# Encendido automático de luces



## pablobddlu (Ago 22, 2012)

El objetivo es como dice el título, encender las luces de un salón de forma automática cuando se detecte presencia en el.

El problema son los sensores... busque y aparentemente existen sensores de movimiento PIR y de ultrasonido... que supuestamente detectan el mas mínimo movimiento (como es un salón de clase no se generan movimientos bruscos). Pero como son difíciles de conseguir en mi país, pensé en usar un sensor PIR y otro sensor magnético en la puerta como los que hay en los supermercados, la idea es poner algo en la llave, y que cuando pase esa barrera se active el sistema... y luego al pasar nuevamente se corte...

Alguna idea de como funcionan los sensores de los supermercados? o alguno conveniente para poner en la puerta? 

gracias saludos!!


----------



## bydiego (Ago 23, 2012)

Luz Automatica con sensor de movimiento(Sensor PIR)

http://www.tecbolivia.com/index.php?view=article&catid=2%3Aarticulos-y-tutoriales-de-electronica&id=8%3Aluz-automatica-con-sensor-de-movimiento&format=pdf&option=com_content&Itemid=45
Spero te sirva indica lo sufieciente y tiene un circuito

att bydiego


----------



## obeja22 (Ago 30, 2012)

Hola, por lo que sé, en México se usan sensores de "presencia" de luz infraroja para los sistemas de alarma, pero se pueden usar los leds infrarojos y uno de los llamados "fototransistores" con un pequeño circuito que al activarse la base (del fototransistor) envie una señal a un transistor en configuración emisor común para poder conectarlo a un relé que encienda un foco de 110v.

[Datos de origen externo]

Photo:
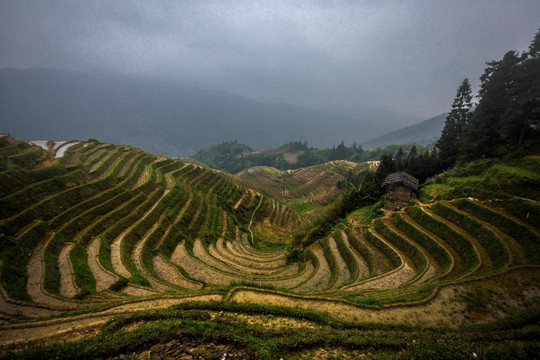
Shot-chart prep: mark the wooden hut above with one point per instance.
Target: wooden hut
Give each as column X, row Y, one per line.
column 400, row 189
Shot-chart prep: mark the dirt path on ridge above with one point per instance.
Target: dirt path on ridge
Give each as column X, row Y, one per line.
column 68, row 288
column 104, row 278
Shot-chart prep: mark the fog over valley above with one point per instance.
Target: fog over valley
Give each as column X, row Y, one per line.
column 174, row 77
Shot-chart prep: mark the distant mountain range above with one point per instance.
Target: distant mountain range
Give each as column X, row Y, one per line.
column 166, row 117
column 426, row 132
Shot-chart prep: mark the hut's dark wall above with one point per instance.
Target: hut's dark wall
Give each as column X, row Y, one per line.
column 397, row 195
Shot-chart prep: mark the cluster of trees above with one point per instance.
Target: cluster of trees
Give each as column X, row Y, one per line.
column 507, row 116
column 234, row 157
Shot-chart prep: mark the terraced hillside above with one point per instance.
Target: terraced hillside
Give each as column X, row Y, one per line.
column 107, row 230
column 305, row 188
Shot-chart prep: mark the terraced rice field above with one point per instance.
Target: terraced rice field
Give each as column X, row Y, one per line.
column 105, row 225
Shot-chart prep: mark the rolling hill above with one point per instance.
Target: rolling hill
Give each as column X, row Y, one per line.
column 92, row 233
column 166, row 117
column 426, row 132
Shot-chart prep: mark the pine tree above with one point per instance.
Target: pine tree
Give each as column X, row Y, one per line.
column 521, row 118
column 482, row 137
column 455, row 124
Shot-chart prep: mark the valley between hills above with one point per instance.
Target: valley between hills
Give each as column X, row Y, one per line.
column 108, row 251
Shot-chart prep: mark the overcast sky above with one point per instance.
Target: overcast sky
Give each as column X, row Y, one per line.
column 400, row 55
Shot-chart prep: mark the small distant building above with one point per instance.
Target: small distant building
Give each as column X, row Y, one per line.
column 400, row 189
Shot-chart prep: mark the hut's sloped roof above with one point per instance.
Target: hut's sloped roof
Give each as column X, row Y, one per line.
column 402, row 178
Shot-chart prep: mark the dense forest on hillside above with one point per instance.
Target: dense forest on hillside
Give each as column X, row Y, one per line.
column 234, row 157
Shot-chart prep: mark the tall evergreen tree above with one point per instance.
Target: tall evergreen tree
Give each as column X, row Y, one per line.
column 482, row 137
column 521, row 118
column 455, row 124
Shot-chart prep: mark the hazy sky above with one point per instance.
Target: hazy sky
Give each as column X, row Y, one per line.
column 405, row 56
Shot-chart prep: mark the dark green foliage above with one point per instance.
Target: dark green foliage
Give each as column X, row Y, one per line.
column 528, row 239
column 234, row 157
column 489, row 241
column 196, row 323
column 507, row 115
column 454, row 127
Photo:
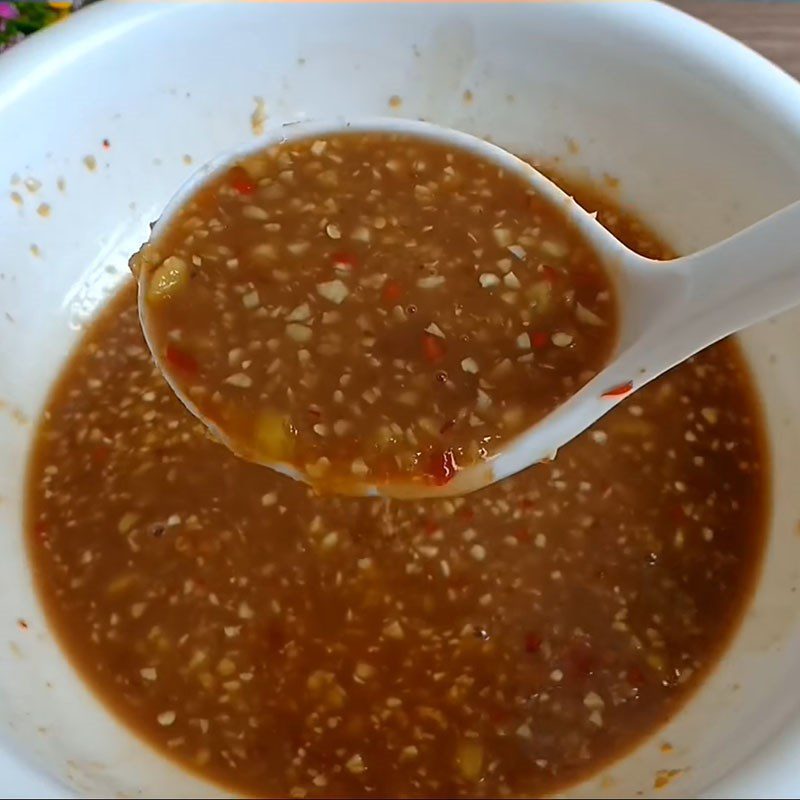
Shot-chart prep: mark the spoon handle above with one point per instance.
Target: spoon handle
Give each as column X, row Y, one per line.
column 745, row 279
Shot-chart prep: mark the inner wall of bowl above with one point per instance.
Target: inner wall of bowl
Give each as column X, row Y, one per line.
column 607, row 88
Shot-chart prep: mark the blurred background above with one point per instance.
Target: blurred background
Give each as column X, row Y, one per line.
column 771, row 27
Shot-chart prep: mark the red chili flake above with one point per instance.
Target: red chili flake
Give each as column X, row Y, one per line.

Es lo más fácil se me ocurre para aplicar tu idea, para desactivarlo puedes usar un Triac, aplicando un voltaje a la compuerta para realizar un disparo y encender, otro disparo para apagar. Es una idea, por cómo usarlo puedes hechar una hojeada o mejor aún hacer pruebas.


----------



## OhneLitch (Oct 2, 2012)

Podrias poner un sensor ultrasónico en modo barrera en la puerta, que active las luces al recibir una señal y las apague cuando ha de recibir la misma señal.

El circuito del ultrasónico está aquí mismo en el foro (usa el buscador) y el on-off se puede hacer con un 555 que mediante la señal de un pulsador active un relé, pero en vez de un pulsador, lo que debes ubicar es la señal del ultrasonido a un transistor que haga las veces de pulsador en el circuito.


----------